Sometimes it's useful to be able to investigate the behavior of an individual operation (or feature) across a time-series dataset. What are the distribution of outputs, and what types of time series receive low values, and what receive high values?

These types of simple questions for specific features of interest can be investigated using the `TS_FeatureSummary`

function.

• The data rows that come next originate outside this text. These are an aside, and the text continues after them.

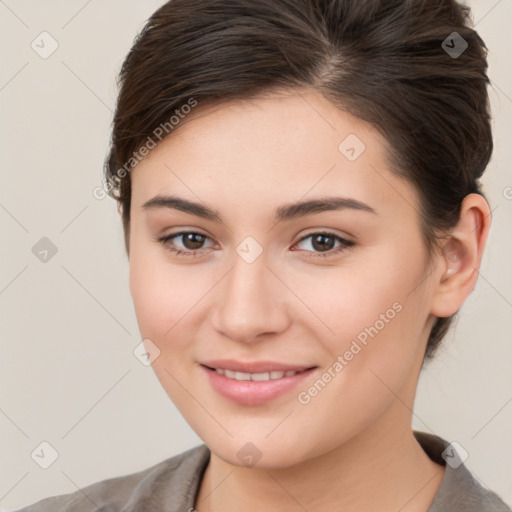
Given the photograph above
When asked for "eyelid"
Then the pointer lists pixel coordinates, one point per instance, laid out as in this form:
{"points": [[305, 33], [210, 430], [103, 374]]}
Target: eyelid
{"points": [[345, 244]]}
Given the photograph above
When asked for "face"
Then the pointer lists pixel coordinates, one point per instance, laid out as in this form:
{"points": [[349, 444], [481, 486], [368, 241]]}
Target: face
{"points": [[338, 293]]}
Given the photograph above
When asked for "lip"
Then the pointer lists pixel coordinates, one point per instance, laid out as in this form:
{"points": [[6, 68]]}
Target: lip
{"points": [[249, 392], [254, 366]]}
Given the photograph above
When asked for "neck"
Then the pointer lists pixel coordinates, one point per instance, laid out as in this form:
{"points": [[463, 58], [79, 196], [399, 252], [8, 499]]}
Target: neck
{"points": [[381, 468]]}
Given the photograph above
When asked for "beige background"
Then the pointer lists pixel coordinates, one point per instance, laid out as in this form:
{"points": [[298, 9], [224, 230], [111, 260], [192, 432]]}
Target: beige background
{"points": [[68, 375]]}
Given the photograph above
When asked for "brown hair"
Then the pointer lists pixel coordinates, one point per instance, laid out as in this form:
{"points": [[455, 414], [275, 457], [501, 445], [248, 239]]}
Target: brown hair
{"points": [[387, 62]]}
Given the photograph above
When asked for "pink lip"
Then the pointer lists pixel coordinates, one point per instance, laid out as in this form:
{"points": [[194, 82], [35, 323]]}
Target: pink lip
{"points": [[254, 366], [249, 392]]}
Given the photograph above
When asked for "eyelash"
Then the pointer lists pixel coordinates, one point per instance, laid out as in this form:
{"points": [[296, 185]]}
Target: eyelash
{"points": [[345, 244]]}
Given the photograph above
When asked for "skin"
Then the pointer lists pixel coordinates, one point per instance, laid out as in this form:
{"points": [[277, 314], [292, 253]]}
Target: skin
{"points": [[351, 447]]}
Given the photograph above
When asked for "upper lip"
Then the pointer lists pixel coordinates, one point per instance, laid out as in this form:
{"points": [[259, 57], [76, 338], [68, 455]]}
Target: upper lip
{"points": [[254, 366]]}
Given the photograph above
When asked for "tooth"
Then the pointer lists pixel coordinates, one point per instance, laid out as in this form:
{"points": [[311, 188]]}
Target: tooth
{"points": [[260, 376], [242, 376]]}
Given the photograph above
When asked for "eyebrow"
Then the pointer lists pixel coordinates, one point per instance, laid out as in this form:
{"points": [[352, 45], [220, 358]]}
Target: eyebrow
{"points": [[285, 212]]}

The function takes in an operation ID as its input (and can also take inputs specifying a custom data source, or custom annotation parameters), and produces a distribution of outputs from that operation across the dataset, with the ability to then annotate time series onto that plot.

For example, the following:

TS_FeatureSummary(100)

Produces the following plot (where 6 points on the distribution have been clicked on to annotate them with short time-series segments):

You can visually see that time series with more autocorrelated patterns through time receive higher values from this operation. Because groups have not been assigned to this dataset, the time series are colored at random.

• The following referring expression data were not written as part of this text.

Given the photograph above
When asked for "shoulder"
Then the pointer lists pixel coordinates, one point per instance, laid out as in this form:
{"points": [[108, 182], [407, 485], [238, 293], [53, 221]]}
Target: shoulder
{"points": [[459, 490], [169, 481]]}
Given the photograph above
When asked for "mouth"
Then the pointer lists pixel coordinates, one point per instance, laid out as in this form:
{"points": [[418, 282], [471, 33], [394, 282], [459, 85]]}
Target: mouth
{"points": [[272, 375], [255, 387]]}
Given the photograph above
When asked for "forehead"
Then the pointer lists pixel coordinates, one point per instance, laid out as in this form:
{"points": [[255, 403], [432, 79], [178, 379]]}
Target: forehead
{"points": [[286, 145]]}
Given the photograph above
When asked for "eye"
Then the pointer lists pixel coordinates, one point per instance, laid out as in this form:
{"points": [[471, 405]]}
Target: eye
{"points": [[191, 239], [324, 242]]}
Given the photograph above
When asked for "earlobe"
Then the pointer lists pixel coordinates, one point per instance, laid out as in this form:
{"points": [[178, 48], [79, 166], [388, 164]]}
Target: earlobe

Running TS_FeatureSummary in violin plot mode provides another representation of the same result:

annotateParams = struct('maxL',500);TS_FeatureSummary(4310,'raw',true,annotateParams);

This plots the distribution of feature 4310 from `HCTSA.mat`

as a violin plot, with ten 500-point time series subsegments annotated at different points through the distribution, shown to the right of the plot:

When time series groups have been labeled (using `TS_LabelGroups`

as: `TS_LabelGroups({'seizure','eyesOpen','eyesClosed'},'raw');`

), `TS_FeatureSummary`

will plot the distribution for each class separately, as well as an overall distribution. Annotated points can then be added to each class-specific distributions. In the example shown below, we can see that the 'noisy' class (red) has low values for this feature (`CO_tc3_2_denom`

), whereas the 'periodic' class mostly has high values.

`TS_SingleFeature`

provides a simpler way of seeing the class distributions without annotations, as either kernel-smoothed distributions, as in `TS_FeatureSummary`

, or as violin plots.
See below for example implementations:

opID = 500;makeViolin = false;TS_SingleFeature('raw',opID,makeViolin);

Shows the distributions with classification bar underneath (for where a linear classifier would classify different parts of the space as either noisy or periodic):

opID = 500;makeViolin = true;TS_SingleFeature('raw',opID,makeViolin);

Shows the distributions shown as a violin plot, with means annotated and classification bar to the left:

Note that the title, which gives an indication of the 10-fold cross-validated balanced accuracy of a linear classifier in the space is done on the basis of a single 10-fold split and is stochastic. Thus, as shown above, this can yield slightly different results when repeated. For a more rigorous analysis than this simple indication, the procedure should be repeated many more times to give a converged estimate of the balanced classification accuracy.